Armstrong has an almost encyclopedic knowledge of Santa Barbara’s goings-on and often interjects into City Council discussions at the council’s weekly meetings.

The city administrator’s personal decision-making authority extends beyond other staff members, as Armstrong works with department heads to whittle down city budget options, and makes the final recommendations on behalf of staff to the City Council each year.

Within the budget process, Armstrong has implemented performance evaluations that focus not just on staff duties, but efficiency and quantifiable objectives.

It’s not about how many traffic stops the Police Department makes, but what the outcomes are and how the crime rate is affected, he said.

“I’m a big believer in you need to measure what people do, and you need to hold people accountable for results,” Arnstrong said. “It’s not just spending the money; it’s what you do with the money.”

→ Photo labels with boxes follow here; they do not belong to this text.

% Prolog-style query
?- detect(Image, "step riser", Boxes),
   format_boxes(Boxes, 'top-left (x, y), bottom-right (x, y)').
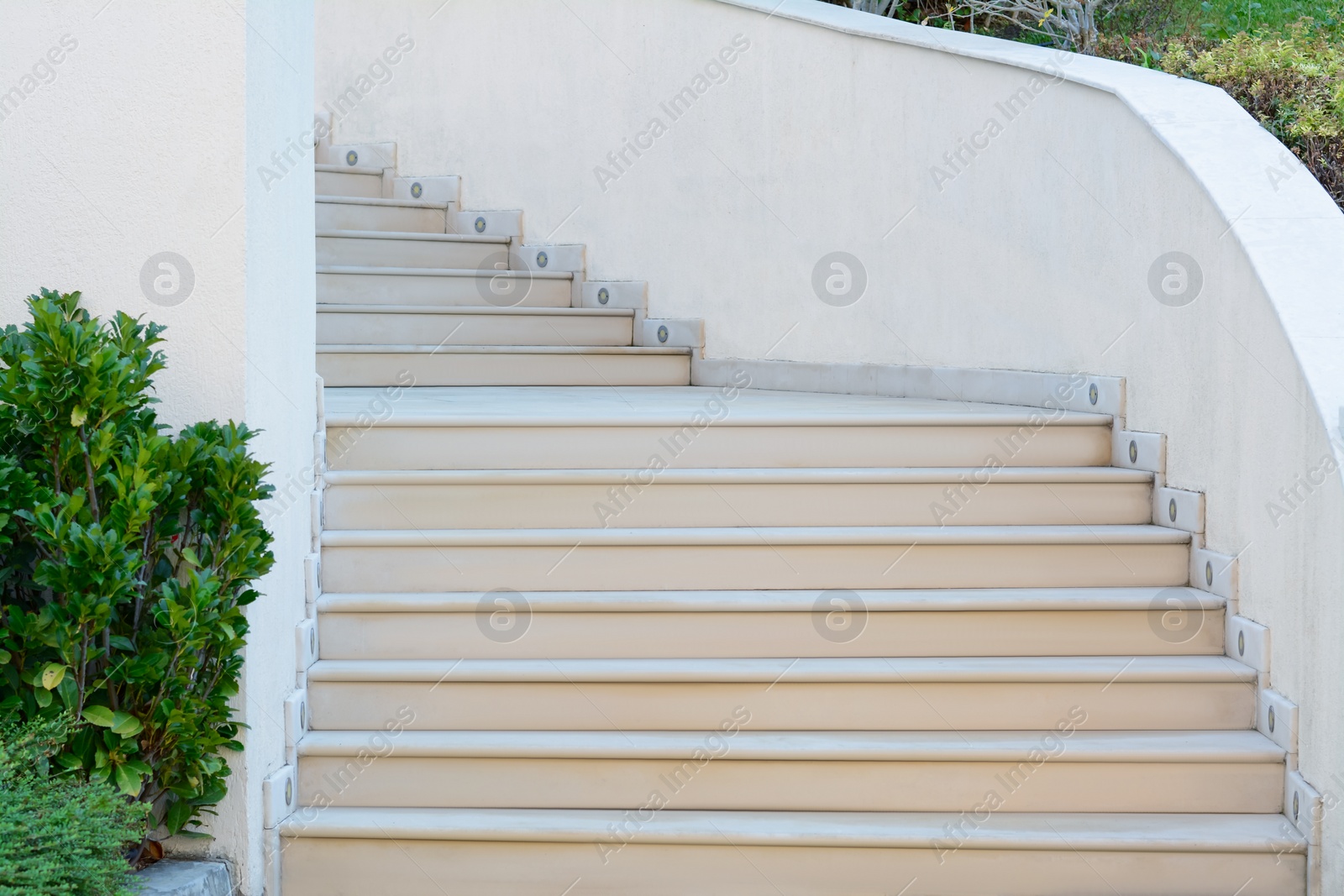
top-left (298, 757), bottom-right (1284, 813)
top-left (327, 423), bottom-right (1110, 473)
top-left (318, 607), bottom-right (1223, 659)
top-left (323, 544), bottom-right (1189, 591)
top-left (284, 838), bottom-right (1306, 896)
top-left (318, 203), bottom-right (448, 233)
top-left (318, 274), bottom-right (570, 307)
top-left (318, 311), bottom-right (633, 345)
top-left (318, 486), bottom-right (1152, 529)
top-left (318, 237), bottom-right (497, 269)
top-left (307, 679), bottom-right (1255, 731)
top-left (314, 170), bottom-right (383, 198)
top-left (318, 352), bottom-right (690, 387)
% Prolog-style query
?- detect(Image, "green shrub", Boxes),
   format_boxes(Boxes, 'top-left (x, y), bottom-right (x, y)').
top-left (1161, 22), bottom-right (1344, 204)
top-left (0, 717), bottom-right (150, 896)
top-left (0, 291), bottom-right (273, 833)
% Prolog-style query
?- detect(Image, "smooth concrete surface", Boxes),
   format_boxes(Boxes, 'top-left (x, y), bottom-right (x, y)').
top-left (132, 858), bottom-right (234, 896)
top-left (318, 8), bottom-right (1344, 891)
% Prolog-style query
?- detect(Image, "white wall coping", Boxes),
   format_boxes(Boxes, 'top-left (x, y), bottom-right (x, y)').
top-left (715, 0), bottom-right (1344, 462)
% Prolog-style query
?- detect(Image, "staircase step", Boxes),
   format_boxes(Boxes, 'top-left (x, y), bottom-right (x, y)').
top-left (316, 165), bottom-right (383, 199)
top-left (318, 467), bottom-right (1152, 529)
top-left (321, 525), bottom-right (1189, 591)
top-left (318, 195), bottom-right (449, 233)
top-left (325, 387), bottom-right (1111, 471)
top-left (298, 731), bottom-right (1285, 813)
top-left (307, 657), bottom-right (1257, 731)
top-left (318, 589), bottom-right (1225, 659)
top-left (318, 266), bottom-right (574, 307)
top-left (318, 305), bottom-right (634, 345)
top-left (318, 230), bottom-right (509, 270)
top-left (318, 345), bottom-right (690, 385)
top-left (281, 798), bottom-right (1306, 896)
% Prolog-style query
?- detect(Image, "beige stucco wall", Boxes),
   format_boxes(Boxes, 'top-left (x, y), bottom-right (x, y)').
top-left (0, 0), bottom-right (316, 893)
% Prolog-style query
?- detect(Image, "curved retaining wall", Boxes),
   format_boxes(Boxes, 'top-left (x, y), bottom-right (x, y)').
top-left (318, 0), bottom-right (1344, 891)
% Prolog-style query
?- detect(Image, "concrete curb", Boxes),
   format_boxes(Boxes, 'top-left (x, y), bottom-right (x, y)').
top-left (136, 858), bottom-right (233, 896)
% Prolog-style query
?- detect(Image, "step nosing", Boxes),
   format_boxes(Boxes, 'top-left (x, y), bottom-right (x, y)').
top-left (313, 193), bottom-right (452, 211)
top-left (307, 656), bottom-right (1257, 686)
top-left (316, 228), bottom-right (509, 246)
top-left (318, 585), bottom-right (1227, 614)
top-left (318, 265), bottom-right (574, 280)
top-left (281, 807), bottom-right (1306, 854)
top-left (298, 730), bottom-right (1286, 764)
top-left (324, 466), bottom-right (1153, 488)
top-left (318, 302), bottom-right (634, 318)
top-left (318, 343), bottom-right (690, 358)
top-left (313, 163), bottom-right (383, 177)
top-left (321, 524), bottom-right (1191, 549)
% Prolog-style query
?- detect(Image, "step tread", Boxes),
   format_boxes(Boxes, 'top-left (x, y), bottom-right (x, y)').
top-left (298, 730), bottom-right (1286, 763)
top-left (318, 343), bottom-right (692, 358)
top-left (318, 265), bottom-right (574, 280)
top-left (321, 525), bottom-right (1191, 547)
top-left (318, 230), bottom-right (509, 244)
top-left (307, 656), bottom-right (1257, 686)
top-left (318, 585), bottom-right (1226, 614)
top-left (281, 806), bottom-right (1306, 853)
top-left (325, 386), bottom-right (1111, 427)
top-left (324, 469), bottom-right (1153, 485)
top-left (318, 302), bottom-right (634, 317)
top-left (313, 193), bottom-right (449, 211)
top-left (313, 164), bottom-right (383, 177)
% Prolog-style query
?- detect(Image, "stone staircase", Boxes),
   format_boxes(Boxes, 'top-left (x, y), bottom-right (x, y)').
top-left (280, 155), bottom-right (1306, 896)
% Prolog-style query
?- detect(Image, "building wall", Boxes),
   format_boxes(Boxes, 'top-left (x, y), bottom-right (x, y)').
top-left (0, 0), bottom-right (316, 893)
top-left (318, 0), bottom-right (1344, 892)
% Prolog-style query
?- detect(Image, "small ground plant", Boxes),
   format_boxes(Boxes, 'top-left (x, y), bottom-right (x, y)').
top-left (0, 717), bottom-right (150, 896)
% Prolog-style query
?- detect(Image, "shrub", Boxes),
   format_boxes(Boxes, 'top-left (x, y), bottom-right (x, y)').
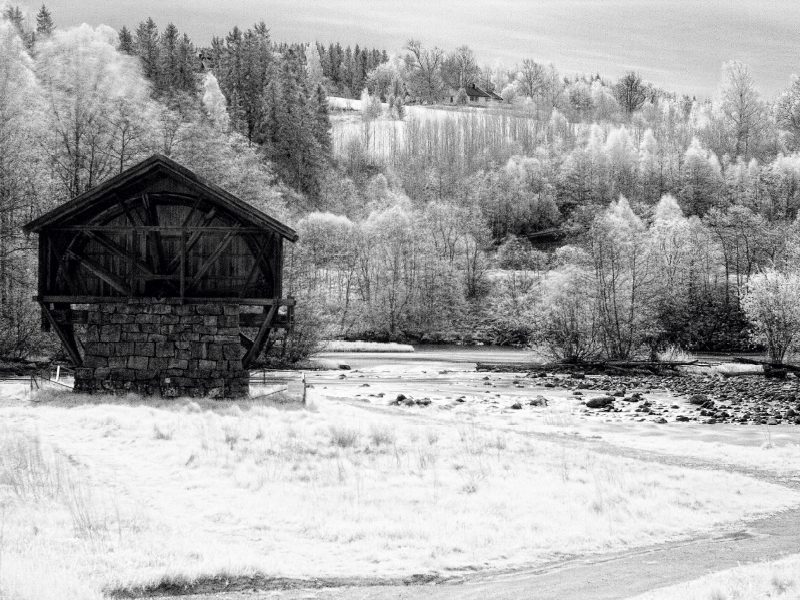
top-left (533, 265), bottom-right (600, 362)
top-left (742, 269), bottom-right (800, 363)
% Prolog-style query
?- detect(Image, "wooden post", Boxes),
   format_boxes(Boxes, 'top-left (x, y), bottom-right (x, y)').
top-left (180, 231), bottom-right (186, 302)
top-left (130, 229), bottom-right (139, 298)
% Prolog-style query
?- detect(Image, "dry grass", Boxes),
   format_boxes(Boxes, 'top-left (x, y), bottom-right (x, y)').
top-left (631, 555), bottom-right (800, 600)
top-left (0, 392), bottom-right (798, 600)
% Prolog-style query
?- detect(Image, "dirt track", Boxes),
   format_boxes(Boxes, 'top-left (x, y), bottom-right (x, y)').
top-left (158, 352), bottom-right (800, 600)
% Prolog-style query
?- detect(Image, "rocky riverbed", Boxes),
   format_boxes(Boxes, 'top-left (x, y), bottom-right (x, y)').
top-left (526, 373), bottom-right (800, 425)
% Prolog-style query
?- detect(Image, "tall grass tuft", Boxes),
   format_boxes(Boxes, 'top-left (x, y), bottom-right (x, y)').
top-left (369, 424), bottom-right (397, 448)
top-left (0, 430), bottom-right (69, 501)
top-left (330, 425), bottom-right (361, 448)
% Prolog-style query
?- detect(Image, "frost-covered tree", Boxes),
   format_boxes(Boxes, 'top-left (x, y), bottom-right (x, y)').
top-left (718, 60), bottom-right (767, 160)
top-left (589, 197), bottom-right (657, 359)
top-left (742, 269), bottom-right (800, 363)
top-left (36, 25), bottom-right (156, 198)
top-left (775, 75), bottom-right (800, 152)
top-left (405, 39), bottom-right (444, 103)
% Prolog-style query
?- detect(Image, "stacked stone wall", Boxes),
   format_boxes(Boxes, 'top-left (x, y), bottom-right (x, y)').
top-left (75, 298), bottom-right (249, 398)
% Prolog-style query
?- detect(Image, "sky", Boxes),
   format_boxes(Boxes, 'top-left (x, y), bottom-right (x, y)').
top-left (34, 0), bottom-right (800, 99)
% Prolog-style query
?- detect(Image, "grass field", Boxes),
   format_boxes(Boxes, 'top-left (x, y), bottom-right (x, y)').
top-left (0, 390), bottom-right (800, 600)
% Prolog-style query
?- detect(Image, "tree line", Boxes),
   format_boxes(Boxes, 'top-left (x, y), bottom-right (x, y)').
top-left (0, 7), bottom-right (800, 366)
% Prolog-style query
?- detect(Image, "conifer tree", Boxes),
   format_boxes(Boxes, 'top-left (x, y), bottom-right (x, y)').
top-left (118, 25), bottom-right (136, 55)
top-left (36, 4), bottom-right (56, 37)
top-left (314, 83), bottom-right (331, 156)
top-left (134, 18), bottom-right (159, 84)
top-left (156, 23), bottom-right (180, 95)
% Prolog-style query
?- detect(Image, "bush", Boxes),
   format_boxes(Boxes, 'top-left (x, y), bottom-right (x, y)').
top-left (532, 265), bottom-right (601, 362)
top-left (742, 269), bottom-right (800, 363)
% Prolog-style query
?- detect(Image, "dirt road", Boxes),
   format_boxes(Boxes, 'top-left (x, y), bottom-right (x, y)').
top-left (158, 356), bottom-right (800, 600)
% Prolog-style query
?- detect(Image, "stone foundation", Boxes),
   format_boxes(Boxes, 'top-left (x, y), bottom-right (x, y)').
top-left (75, 298), bottom-right (249, 398)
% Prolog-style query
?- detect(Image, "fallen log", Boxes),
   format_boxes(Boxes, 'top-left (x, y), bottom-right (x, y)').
top-left (477, 360), bottom-right (698, 374)
top-left (732, 356), bottom-right (800, 373)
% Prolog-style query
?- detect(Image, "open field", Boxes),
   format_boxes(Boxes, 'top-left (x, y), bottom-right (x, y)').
top-left (0, 362), bottom-right (800, 599)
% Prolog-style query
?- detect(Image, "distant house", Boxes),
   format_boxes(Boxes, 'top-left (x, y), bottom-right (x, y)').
top-left (445, 83), bottom-right (503, 106)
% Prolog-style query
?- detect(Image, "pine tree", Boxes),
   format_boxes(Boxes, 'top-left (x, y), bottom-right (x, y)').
top-left (3, 6), bottom-right (36, 51)
top-left (157, 23), bottom-right (180, 95)
top-left (118, 25), bottom-right (136, 55)
top-left (36, 4), bottom-right (56, 37)
top-left (134, 18), bottom-right (159, 85)
top-left (175, 33), bottom-right (198, 94)
top-left (314, 84), bottom-right (332, 157)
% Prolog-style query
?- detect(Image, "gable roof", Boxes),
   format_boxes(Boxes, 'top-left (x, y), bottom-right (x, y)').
top-left (22, 154), bottom-right (297, 242)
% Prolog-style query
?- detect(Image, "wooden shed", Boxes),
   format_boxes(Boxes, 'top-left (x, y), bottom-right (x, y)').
top-left (25, 155), bottom-right (297, 396)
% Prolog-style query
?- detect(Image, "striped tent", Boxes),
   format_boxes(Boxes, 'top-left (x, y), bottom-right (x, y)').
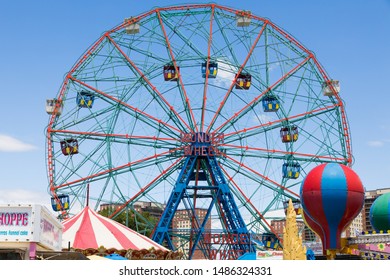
top-left (62, 206), bottom-right (167, 251)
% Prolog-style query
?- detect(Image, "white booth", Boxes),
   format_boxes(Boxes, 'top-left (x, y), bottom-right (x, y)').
top-left (0, 204), bottom-right (63, 260)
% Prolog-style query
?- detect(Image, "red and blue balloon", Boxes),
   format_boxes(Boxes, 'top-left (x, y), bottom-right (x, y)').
top-left (300, 163), bottom-right (364, 250)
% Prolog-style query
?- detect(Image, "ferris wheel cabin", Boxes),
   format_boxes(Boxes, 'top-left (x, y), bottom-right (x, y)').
top-left (164, 65), bottom-right (180, 82)
top-left (202, 62), bottom-right (218, 78)
top-left (236, 11), bottom-right (251, 27)
top-left (322, 80), bottom-right (340, 96)
top-left (236, 73), bottom-right (252, 90)
top-left (60, 138), bottom-right (79, 156)
top-left (280, 125), bottom-right (298, 143)
top-left (282, 162), bottom-right (301, 179)
top-left (76, 91), bottom-right (95, 108)
top-left (262, 96), bottom-right (280, 112)
top-left (51, 194), bottom-right (69, 211)
top-left (125, 18), bottom-right (139, 34)
top-left (46, 98), bottom-right (62, 116)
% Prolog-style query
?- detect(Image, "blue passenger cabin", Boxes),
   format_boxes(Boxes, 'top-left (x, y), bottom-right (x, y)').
top-left (76, 90), bottom-right (95, 108)
top-left (60, 138), bottom-right (79, 156)
top-left (164, 65), bottom-right (180, 82)
top-left (280, 125), bottom-right (298, 143)
top-left (236, 73), bottom-right (252, 90)
top-left (282, 162), bottom-right (301, 179)
top-left (51, 194), bottom-right (69, 211)
top-left (46, 98), bottom-right (63, 116)
top-left (262, 96), bottom-right (280, 112)
top-left (202, 62), bottom-right (218, 78)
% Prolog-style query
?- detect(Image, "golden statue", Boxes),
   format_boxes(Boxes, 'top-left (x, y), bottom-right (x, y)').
top-left (283, 199), bottom-right (306, 260)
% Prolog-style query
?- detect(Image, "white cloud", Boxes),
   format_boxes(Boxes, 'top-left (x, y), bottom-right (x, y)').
top-left (0, 134), bottom-right (36, 152)
top-left (0, 188), bottom-right (51, 209)
top-left (368, 140), bottom-right (385, 148)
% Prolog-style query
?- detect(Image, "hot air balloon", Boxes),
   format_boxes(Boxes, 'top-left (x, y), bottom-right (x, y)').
top-left (370, 193), bottom-right (390, 232)
top-left (300, 163), bottom-right (364, 258)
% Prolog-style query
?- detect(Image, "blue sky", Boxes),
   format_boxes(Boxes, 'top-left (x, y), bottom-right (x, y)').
top-left (0, 0), bottom-right (390, 208)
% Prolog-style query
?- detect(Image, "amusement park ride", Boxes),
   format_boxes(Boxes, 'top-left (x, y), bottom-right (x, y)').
top-left (46, 4), bottom-right (388, 259)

Armstrong can approve contracts of up to $25,000 for professional services, such as consultants, sole-source contracts and litigation settlements of up to $25,000. In municipal budgeting, however, staff recommendations only go so far, and some pitches are received better than others.

With Santa Barbara’s financial troubles, Armstrong gets the dirty job more often than not, presenting cuts that are bound to be unpopular with someone.

As of yet, Armstrong said the City Council has not expressed a desire to cut significant services or get out of certain businesses, which limits the amount of structural changes the city can make. He’s looking at the big picture, since staff don’t want to be stuck making multimillion-dollar cuts each year.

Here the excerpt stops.